The boat was packed with families from the northern city, a former bastion of ISIS, crossing the River Tigris to celebrate the Kurds’ Nowruz New Year holiday.
Most of the victims of the accident on March 21, Iraqi Mother’s Day, were women and children. The strong current washed some bodies miles downstream, and dozens of people are still missing.
The Mosul ferry disaster has brought renewed attention to the scourge of corruption in Iraq.
Graft is endemic across Iraq, not only in the city ISIS controlled for three years before their expulsion in July 2017.
The country ranks among the world’s worst offenders in Transparency International’s annual Corruption Perceptions Index.
Since 2004, a year after the US-led invasion that ousted Saddam Hussein, a total of $218 billion has vanished into the pockets of shady politicians and businessmen, according to Parliament. That is more than Iraq’s GDP.
Few officials have been brought to account, and amnesties have allowed many to evade justice, only partially repaying the stolen funds.

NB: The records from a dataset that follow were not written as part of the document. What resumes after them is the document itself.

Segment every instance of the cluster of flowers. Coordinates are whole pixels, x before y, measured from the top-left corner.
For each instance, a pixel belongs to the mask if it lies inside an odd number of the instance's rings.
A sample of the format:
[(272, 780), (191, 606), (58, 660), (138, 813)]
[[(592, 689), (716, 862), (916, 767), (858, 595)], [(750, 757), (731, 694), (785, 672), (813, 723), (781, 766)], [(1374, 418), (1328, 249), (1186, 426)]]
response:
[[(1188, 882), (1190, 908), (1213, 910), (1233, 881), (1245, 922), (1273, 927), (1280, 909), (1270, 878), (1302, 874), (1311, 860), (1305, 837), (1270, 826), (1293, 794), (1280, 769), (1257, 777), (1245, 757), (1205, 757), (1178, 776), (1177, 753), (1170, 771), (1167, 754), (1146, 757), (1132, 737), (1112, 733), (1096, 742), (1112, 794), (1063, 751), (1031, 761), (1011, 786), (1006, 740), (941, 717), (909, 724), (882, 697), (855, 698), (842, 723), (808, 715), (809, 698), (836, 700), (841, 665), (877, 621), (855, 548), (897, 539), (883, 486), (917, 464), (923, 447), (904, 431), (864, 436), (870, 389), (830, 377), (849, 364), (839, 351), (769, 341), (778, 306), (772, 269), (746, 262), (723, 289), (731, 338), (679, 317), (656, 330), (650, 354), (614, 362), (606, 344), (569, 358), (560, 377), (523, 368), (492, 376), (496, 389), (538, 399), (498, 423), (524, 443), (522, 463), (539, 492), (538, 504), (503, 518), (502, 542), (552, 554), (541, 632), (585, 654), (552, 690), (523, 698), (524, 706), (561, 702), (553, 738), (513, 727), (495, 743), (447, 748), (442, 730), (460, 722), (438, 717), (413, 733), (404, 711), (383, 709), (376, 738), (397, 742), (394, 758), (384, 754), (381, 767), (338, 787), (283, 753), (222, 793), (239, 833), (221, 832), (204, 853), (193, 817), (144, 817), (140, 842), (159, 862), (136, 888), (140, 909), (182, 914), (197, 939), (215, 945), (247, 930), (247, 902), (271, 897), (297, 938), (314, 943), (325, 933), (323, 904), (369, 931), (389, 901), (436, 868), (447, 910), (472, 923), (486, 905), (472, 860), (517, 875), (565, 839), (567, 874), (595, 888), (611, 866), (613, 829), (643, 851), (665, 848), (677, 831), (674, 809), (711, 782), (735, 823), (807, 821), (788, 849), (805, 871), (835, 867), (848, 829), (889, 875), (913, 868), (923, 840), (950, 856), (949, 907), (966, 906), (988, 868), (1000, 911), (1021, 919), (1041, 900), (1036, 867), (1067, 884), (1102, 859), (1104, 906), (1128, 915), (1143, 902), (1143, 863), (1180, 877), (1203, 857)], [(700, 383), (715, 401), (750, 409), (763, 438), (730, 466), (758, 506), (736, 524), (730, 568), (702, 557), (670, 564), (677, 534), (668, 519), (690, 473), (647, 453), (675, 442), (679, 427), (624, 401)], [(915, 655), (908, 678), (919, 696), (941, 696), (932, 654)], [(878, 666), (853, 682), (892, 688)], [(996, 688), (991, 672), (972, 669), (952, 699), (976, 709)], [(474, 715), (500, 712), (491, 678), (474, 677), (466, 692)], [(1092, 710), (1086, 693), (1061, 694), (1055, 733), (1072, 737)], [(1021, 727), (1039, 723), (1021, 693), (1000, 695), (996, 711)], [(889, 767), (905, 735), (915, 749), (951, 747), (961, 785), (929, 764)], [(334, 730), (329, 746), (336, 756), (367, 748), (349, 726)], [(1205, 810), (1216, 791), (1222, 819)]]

For the past week, the cry of “corruption is killing us” has been ringing across Mosul.
A parliamentary report compiled by 43 deputies has warned that corruption risks re-igniting sectarian tensions long exploited by militants.
It could also impede the rebuilding of Mosul, much of which was reduced to rubble during the year-long battle to evict ISIS.
The report, seen by AFP, shows economic groups linked to units from the Iran Militia in Iraq and Syria (IMIS) taking over projects and lands.
Figures close to IMIS are also accused of war profiteering.
Instead of reconstruction, such entrepreneurs have made millions of dollars from the resale of metallic structures and building materials from damaged apartment blocks, a local official says in the report.
Such sales were being conducted by armed groups and their frontmen through letters of authorization from the government.
At the same time, according to the report, Nawfel Al-Akoub, the governor who has been fired and gone on the run, authorized the construction of two roads in violation of municipal regulations, for the benefit of oil smugglers.
The ferry’s capsize in the swollen River Tigris, after operators ignored warnings of dangerous weather, proved a tipping point.